I was computing the Fourier coefficient of the function: $$ F(t)=\left\{ \begin{array}{rl} F_0,&0<t<\pi,\\ -F_0,&\pi<t<2\pi, \end{array} \right. $$ with $F(t+2\pi)=F(t)$. Since this function is odd, only the $b_n$ coefficients do not vanish. However they are computed to be $$b_{2m+1}=\frac{4F_0}{(2m+1)\pi},\quad b_{2m}=0,$$ i.e. only the odd coefficients (among the $b_n$) survived. Is there any deeper reason for that (maybe some symmetry of F(t)) or it is just a coincidence?
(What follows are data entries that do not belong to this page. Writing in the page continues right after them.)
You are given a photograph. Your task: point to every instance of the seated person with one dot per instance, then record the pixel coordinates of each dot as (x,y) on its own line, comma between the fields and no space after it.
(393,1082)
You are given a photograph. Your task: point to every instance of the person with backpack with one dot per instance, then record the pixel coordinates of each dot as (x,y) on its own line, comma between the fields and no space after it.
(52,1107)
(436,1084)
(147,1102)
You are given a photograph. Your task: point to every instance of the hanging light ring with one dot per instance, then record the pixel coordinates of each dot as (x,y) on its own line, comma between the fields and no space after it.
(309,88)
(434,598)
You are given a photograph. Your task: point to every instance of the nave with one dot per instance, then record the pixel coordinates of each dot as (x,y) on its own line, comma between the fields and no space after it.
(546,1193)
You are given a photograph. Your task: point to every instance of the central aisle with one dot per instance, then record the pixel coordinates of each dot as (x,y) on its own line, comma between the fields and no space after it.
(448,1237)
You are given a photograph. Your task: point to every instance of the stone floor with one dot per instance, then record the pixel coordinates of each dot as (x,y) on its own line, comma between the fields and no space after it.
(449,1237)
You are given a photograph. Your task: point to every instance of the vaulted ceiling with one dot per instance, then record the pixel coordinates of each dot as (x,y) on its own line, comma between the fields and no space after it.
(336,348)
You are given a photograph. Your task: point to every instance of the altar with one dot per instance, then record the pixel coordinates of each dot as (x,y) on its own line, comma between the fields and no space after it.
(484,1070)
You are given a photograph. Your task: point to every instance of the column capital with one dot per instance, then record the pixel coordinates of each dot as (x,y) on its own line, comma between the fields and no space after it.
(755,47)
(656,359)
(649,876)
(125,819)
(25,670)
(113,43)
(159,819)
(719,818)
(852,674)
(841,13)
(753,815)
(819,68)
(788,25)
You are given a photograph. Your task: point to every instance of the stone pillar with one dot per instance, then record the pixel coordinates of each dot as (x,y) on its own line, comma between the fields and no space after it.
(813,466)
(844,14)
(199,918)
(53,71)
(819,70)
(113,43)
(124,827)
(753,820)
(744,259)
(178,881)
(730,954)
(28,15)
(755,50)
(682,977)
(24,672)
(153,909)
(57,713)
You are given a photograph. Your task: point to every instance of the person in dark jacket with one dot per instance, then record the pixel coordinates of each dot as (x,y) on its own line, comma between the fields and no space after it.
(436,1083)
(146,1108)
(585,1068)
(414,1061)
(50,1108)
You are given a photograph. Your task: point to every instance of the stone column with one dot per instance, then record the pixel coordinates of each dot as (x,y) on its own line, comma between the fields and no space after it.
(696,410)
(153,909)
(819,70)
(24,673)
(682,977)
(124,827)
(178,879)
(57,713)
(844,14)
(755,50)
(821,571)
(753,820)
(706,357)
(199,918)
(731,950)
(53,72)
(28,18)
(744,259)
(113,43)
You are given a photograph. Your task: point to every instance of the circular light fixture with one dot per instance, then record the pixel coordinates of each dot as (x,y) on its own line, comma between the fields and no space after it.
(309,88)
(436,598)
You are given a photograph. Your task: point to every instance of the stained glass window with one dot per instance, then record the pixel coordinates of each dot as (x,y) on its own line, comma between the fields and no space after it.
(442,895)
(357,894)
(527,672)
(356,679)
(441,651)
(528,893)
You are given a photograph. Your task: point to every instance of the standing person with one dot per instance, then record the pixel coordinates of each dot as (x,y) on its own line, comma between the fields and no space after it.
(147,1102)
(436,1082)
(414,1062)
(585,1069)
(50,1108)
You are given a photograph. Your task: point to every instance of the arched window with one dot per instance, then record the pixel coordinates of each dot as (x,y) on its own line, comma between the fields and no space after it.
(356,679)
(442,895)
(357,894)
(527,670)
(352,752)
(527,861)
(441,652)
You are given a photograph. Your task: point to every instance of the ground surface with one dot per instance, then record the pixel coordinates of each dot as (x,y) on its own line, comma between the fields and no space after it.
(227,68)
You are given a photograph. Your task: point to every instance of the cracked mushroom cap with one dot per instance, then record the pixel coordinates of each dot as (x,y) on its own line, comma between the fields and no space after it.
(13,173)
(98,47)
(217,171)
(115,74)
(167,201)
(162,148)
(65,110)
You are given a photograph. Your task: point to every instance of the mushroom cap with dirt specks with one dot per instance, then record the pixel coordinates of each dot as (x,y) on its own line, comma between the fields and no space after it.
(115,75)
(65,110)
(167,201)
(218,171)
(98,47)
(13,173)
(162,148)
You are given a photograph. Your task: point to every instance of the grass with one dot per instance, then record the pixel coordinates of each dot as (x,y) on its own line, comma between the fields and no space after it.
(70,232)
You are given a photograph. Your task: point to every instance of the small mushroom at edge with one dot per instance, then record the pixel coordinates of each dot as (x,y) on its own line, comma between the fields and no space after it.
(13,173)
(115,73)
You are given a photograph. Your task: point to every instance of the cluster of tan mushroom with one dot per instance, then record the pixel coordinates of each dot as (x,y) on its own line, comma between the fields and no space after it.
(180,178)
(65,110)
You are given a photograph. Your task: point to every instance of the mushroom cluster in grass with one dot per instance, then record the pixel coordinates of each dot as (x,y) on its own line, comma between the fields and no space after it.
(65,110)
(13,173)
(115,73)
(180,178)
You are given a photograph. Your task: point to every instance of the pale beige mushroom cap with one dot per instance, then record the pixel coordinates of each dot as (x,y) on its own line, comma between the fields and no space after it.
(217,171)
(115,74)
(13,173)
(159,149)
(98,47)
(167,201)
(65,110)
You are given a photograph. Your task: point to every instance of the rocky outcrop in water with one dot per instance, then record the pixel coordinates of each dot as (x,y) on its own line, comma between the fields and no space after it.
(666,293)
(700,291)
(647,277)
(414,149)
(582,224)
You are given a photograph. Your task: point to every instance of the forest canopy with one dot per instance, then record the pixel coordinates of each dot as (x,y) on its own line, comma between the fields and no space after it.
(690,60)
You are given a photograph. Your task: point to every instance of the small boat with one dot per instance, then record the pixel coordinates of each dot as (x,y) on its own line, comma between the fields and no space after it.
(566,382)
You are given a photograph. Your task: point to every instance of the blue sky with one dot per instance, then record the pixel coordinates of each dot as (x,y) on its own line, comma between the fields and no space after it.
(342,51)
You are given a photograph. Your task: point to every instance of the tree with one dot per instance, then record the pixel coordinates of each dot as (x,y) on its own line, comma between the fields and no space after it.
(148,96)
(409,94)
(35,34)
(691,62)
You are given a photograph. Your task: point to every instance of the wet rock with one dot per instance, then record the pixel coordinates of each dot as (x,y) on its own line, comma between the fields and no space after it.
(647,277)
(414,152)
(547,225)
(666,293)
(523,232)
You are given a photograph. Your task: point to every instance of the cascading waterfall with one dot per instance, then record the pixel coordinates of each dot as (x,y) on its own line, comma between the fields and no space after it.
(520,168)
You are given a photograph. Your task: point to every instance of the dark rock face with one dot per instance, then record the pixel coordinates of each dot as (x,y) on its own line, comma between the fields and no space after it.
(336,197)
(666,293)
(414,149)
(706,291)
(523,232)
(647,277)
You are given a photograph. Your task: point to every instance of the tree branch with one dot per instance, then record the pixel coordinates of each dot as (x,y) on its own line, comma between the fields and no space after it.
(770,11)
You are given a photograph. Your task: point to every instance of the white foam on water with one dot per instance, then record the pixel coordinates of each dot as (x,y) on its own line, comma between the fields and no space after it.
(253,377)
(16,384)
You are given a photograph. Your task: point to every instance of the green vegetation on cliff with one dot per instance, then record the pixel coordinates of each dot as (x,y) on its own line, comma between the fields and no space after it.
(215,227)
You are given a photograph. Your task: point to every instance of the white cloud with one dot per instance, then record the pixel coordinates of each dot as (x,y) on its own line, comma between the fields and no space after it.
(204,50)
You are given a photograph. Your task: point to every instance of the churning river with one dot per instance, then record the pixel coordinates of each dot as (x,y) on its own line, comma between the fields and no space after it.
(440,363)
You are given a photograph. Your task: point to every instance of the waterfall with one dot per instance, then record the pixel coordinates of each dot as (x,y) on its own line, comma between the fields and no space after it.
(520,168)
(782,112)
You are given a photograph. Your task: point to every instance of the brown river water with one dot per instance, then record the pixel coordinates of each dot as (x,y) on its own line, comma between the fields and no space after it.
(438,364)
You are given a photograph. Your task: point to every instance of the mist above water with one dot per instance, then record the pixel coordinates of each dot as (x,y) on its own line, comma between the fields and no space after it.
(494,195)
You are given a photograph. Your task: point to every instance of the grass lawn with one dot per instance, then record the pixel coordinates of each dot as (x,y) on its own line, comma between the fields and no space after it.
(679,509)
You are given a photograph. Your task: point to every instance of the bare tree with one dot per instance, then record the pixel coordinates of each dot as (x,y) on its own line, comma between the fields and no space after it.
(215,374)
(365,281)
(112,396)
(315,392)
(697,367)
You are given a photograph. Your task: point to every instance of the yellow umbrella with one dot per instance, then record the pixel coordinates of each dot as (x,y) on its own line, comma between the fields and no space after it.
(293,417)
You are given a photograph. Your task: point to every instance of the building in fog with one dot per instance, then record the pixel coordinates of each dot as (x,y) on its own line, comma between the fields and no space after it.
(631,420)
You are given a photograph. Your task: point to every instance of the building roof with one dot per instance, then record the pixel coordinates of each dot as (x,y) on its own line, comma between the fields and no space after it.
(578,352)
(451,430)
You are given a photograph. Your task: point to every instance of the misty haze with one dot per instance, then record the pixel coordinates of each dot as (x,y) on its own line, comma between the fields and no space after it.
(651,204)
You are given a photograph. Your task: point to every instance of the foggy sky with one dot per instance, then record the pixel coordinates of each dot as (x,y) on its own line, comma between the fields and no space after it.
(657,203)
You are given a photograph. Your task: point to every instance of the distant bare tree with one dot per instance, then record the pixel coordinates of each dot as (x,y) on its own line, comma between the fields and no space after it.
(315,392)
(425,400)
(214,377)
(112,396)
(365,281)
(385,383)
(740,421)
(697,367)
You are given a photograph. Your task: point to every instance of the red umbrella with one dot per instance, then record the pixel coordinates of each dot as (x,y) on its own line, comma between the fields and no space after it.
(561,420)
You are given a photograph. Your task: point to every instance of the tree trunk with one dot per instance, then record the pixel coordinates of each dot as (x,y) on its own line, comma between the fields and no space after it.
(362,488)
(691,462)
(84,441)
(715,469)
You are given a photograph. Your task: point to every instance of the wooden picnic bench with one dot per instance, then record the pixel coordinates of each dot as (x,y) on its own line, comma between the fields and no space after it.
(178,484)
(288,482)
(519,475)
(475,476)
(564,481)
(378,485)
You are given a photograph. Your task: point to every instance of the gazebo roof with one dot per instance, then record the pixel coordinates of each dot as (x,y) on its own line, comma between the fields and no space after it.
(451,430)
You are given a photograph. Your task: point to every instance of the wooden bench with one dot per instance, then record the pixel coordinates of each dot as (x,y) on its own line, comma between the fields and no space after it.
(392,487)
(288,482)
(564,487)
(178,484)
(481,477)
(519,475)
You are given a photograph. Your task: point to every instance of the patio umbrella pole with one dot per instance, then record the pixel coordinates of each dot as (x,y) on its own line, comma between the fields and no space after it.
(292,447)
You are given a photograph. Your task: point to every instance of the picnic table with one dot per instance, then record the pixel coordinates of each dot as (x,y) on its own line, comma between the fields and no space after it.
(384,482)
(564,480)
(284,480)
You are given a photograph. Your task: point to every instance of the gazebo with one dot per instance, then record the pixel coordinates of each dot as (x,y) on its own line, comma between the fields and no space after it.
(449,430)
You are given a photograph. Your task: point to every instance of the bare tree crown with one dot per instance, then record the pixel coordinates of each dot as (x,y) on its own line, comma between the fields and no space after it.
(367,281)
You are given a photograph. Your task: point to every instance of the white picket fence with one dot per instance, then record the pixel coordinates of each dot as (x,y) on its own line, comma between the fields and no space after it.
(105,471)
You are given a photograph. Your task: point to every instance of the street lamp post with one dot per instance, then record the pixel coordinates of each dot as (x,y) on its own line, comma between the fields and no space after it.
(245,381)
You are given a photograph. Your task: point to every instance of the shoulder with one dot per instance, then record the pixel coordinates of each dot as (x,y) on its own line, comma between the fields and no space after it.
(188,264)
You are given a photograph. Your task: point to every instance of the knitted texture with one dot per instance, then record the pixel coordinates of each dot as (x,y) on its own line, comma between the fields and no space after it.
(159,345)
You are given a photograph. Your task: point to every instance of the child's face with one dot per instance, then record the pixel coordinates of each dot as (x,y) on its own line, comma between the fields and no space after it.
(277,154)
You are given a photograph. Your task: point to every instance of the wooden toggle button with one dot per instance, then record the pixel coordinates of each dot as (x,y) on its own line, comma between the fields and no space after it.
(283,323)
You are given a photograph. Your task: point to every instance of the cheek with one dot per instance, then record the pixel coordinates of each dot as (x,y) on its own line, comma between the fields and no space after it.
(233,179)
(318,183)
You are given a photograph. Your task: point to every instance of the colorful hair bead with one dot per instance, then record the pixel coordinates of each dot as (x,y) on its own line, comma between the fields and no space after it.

Note: The trigonometric expansion I am using is $$F(t)=\frac{a_0}{2}+\sum_{n=1}^\infty\left[a_n\cos(nt)+b_n\sin(nt)\right],$$ so that $$b_n=\frac 1\pi \int_{-\pi}^\pi F(t)\sin(nt)dt.$$
The $a_n = \frac{1}{\pi} \int_{-\pi}^{\pi} F(t) \cos nt \, dt$ are zero because $F(t)$ is, as you have noted, odd. It also follows that the $b_n = \frac{1}{\pi} \int_{-\pi}^{\pi} F(t) \sin nt \, dt$ are non-zero.
Making use that $F(t)$ is odd about $t = 0$ means that you can write the coefficients $b_n$ as an integral 0ver $0 \to \pi$, namely $b_n = \frac{2}{\pi} \int_{0}^{\pi} F(t) \sin nt \, dt$ and since $F(t)$ is constant over this region gives $b_n = \frac{2 F_0}{\pi} \int_{0}^{\pi} \sin nt \, dt$.
Looking at this you can see that the $b_{2m}$ will vanish and the $b_{2m+1}$ will survive because over the range $0 \to \pi$, $\sin 2mt$ is odd about $t = \frac{\pi}{2}$ while $\sin (2m + 1)t$ is even (to see this plot a few examples). So the reason the even terms vanish and the odd terms survive can be related to the form of $F(t)$ being symmetric about $\pi/2$ (this is true for any $F(t)$ symmetric about $\pi/2$ not just $F(t) = F_0$).